Once more he turned to the plain and stood lost in something new. Across the dun reaches of the desert, beyond the green region of the river, was moving a long dark string of figures, headed toward the city he had seen. It was like a caravan, Croft thought, in its arrangement, save that the moving objects which he deemed animals of some sort, belonged in no picture of a caravan such as he had ever seen.
Swiftly he willed himself toward them and moved along by their side. Something like amazement filled his being. These beasts were such creatures as might have peopled the earth in the Silurian age. They were huge, twice the size of an earthly elephant. They moved in a majestic fashion, yet with a surprising speed. Their bodies were covered with a hairless skin, reddish pink in color, wrinkled and warted and plainly extremely thick. It slipped and slid over the muscles beneath it as they swung forward on their four massive legs, each one of which ended in a five-toed foot armed with short heavy claws.
But it was the head and neck and tail of the things which gave Croft pause. The head was more that of a sea-serpent or a monster lizard than anything else. The neck was long and flexible and curved like that of a camel. The tail was heavy where it joined the main spine, but thinned rapidly to a point. And the crest of head and neck, the back of each creature, so far as he could see, was covered with a sort of heavy scale, an armor devised by nature for the thing's protection, as it appeared. Yet he could not see very well, since each Sarpelca, as he was to learn their Palosian name, was loaded heavily with bundles and bales of what might be valuable merchandise.
And on each sat a man. Croft hesitated not at all to give them that title, since they were strikingly like the men of earth in so far as he could see. They had heads and arms and legs and a body, and their faces were white. Their features departed in no particular, so far as he could see, from the faces of earth, save that all were smooth, with no evidence of hair on upper lip or cheek or chin.
They were clad in loose cloak-like garments and a hooded cap or cowl. They sat the Sarpelcas just back of the juncture of the body and neck, and guided the strange-appearing monsters by means of slender reins affixed to two of the fleshy tentacles which sprouted about the beast's almost snakelike mouths.
That this strange cortège was a caravan Croft was now assured. He decided to follow it to the city and inspect that as well. Wherefore he kept on beside it down the valley, along what he now saw was a well-defined and carefully constructed road, built of stone, cut to a nice approximation, along which the unwieldy procession made good time. The road showed no small knowledge of engineering. It was like the roads of Ancient Rome, Croft thought with quickened interest. It was in a perfect state of preservation and showed signs of recent mending here and there. While he was feeling a quickened interest in this the caravan entered the cultivated region along the river, and Croft gave his attention to the fields.

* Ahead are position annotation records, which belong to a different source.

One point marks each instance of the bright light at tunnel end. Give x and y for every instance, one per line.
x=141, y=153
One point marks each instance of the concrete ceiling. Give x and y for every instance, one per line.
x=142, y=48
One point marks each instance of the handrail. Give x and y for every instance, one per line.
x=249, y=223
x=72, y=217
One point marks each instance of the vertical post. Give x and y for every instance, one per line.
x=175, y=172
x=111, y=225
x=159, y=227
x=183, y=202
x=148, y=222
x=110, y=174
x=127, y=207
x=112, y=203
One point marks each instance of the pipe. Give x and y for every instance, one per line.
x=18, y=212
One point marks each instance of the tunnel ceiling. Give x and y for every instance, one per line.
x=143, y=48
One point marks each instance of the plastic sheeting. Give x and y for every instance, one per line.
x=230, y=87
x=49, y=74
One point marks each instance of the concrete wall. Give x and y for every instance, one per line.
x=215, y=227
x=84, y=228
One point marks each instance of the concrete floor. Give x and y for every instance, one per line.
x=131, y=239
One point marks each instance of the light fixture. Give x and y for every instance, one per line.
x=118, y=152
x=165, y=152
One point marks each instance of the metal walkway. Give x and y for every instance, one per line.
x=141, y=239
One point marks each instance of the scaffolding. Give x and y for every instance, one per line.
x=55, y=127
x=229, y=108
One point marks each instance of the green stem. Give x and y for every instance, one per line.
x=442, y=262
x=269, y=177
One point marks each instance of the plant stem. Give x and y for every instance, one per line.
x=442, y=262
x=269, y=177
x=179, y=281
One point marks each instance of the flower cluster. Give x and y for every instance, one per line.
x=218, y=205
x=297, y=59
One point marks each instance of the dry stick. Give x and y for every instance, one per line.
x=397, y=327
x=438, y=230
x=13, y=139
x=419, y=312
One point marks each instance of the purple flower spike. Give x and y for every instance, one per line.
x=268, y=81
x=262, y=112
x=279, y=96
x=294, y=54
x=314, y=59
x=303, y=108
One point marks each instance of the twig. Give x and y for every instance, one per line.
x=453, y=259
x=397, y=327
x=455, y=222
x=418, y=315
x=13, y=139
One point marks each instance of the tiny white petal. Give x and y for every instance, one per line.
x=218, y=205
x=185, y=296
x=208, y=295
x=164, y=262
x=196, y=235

The first thing he noted here was the fact that all growth was due to irrigation, carried out by means of ditches and laterals very much as on earth at the present time. Here and there as the caravan passed down the splendid road he found a farmer's hut set in a bower of trees. For the most part they were built of a tan-colored brick, and roofed with a thatching of rushes from the river's bank. He saw the natives working in the fields, strong-bodied men, clad in what seemed a single short-skirted tunic reaching to the knees, with the arms and lower limbs left bare.